| What in there was actually a crime though? The people who try to sell you timeshares with high-pressure sales tactics are also pretty scummy, but we don't throw them in jail for selling bad investments. The slideshare mentions they couldn't sell them to 'windows and orphans': I'm assuming these needed to be sold to accredited investors. Accredited investors get pitched bad investments all the time; many people here may work for startups that are one of them. Some startups get growth using scummy marketing techniques just to offload the company to investors like Google before it implodes. Some of those investors may be VCs managing, e.g., the Northwest Plumbers' Pension Fund or the Kansas School Board. None of those VCs should go to jail, even if they are mismanaging the money in some cases(I'm not making a claim that they are, overall). The depositors at the banks should be covered by the FDIC, so they aren't really at risk. The FDIC threaten to recover some of their money from the executives and accountants, and agencies tend to follow up on this sort of thing. What exactly is so wrong with selling bad investments to other companies that we should throw them in jail?
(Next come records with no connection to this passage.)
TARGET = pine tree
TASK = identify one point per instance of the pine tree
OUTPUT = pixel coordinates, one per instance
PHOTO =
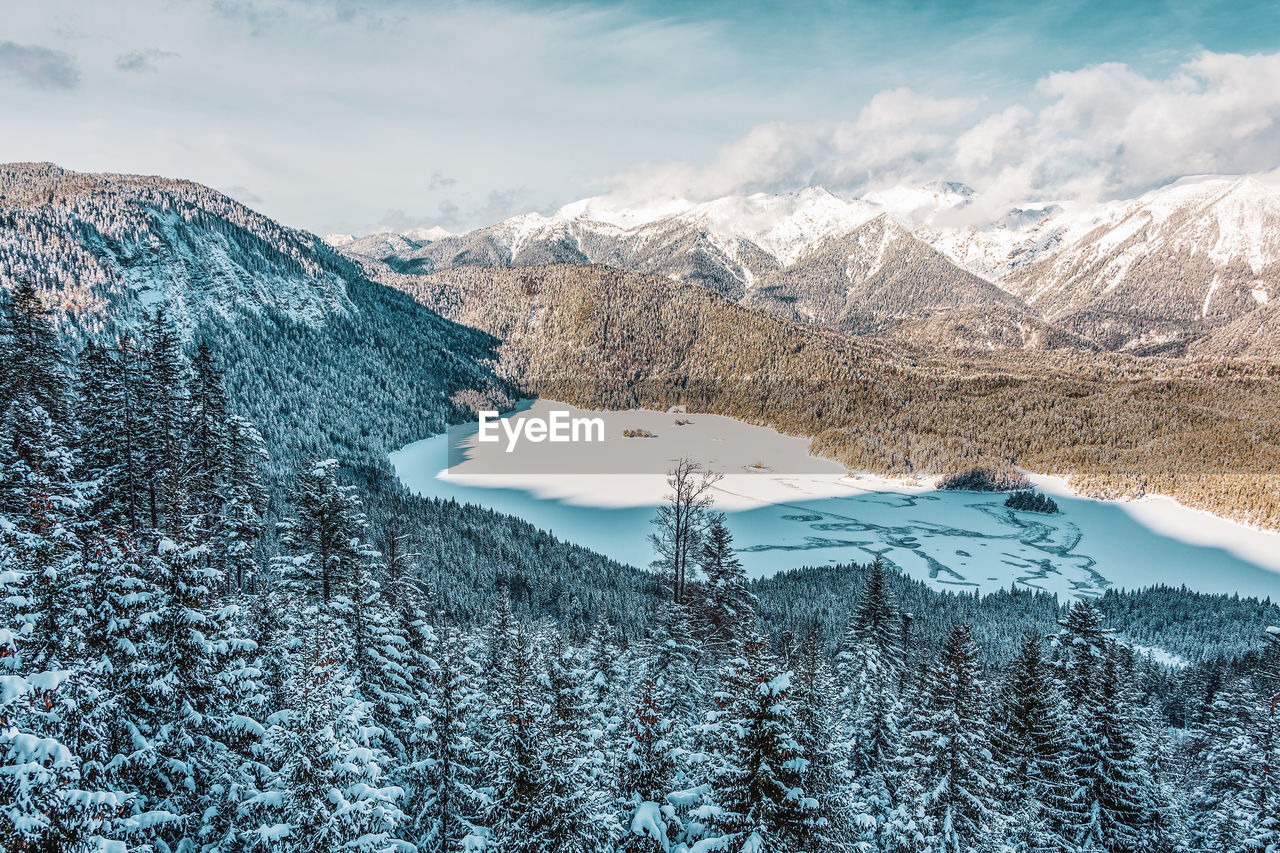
(672, 662)
(1110, 799)
(817, 714)
(35, 365)
(329, 792)
(647, 775)
(869, 666)
(955, 776)
(730, 603)
(444, 797)
(1031, 743)
(163, 423)
(758, 790)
That the investments were AAA ratings should be irrelevant: they are just rankings from private companies, so they should carry as much legal weight as asking your bartender for advice on the stock market. (edit) My assumption that AAA ratings carry no legal weight is false. I found this, which has a good overview:
http://www.sec.gov/news/studies/credratingreport0103.pdf This is a mess: You can't use private companies to set regulations, even if it appears to work some of the time. It's just as bad as making laws that require me to only use my bartender's highest-rated stocks when investing the local college's endowment fund. They need to either scrap it from the law or set up a separate government agency that does nothing but evaluate creditworthiness of securities. Still though - where is the actual crime? Private companies scumming each other for money is to be expected, and would only be a problem if they actually lied on a contract(rather than merely neglecting to do due diligence). Was the suggestion to send the thousands of people who made fraudulent loan applications - after being egged on by salespeople - to jail(possibly with the salespeople)? That's plausible, but not a crime of the bankers. |
It also meant that bankers could craft poisonous securities, get them rated AAA, and then massively short them. I recall one case like that, though I'm blanking on the details.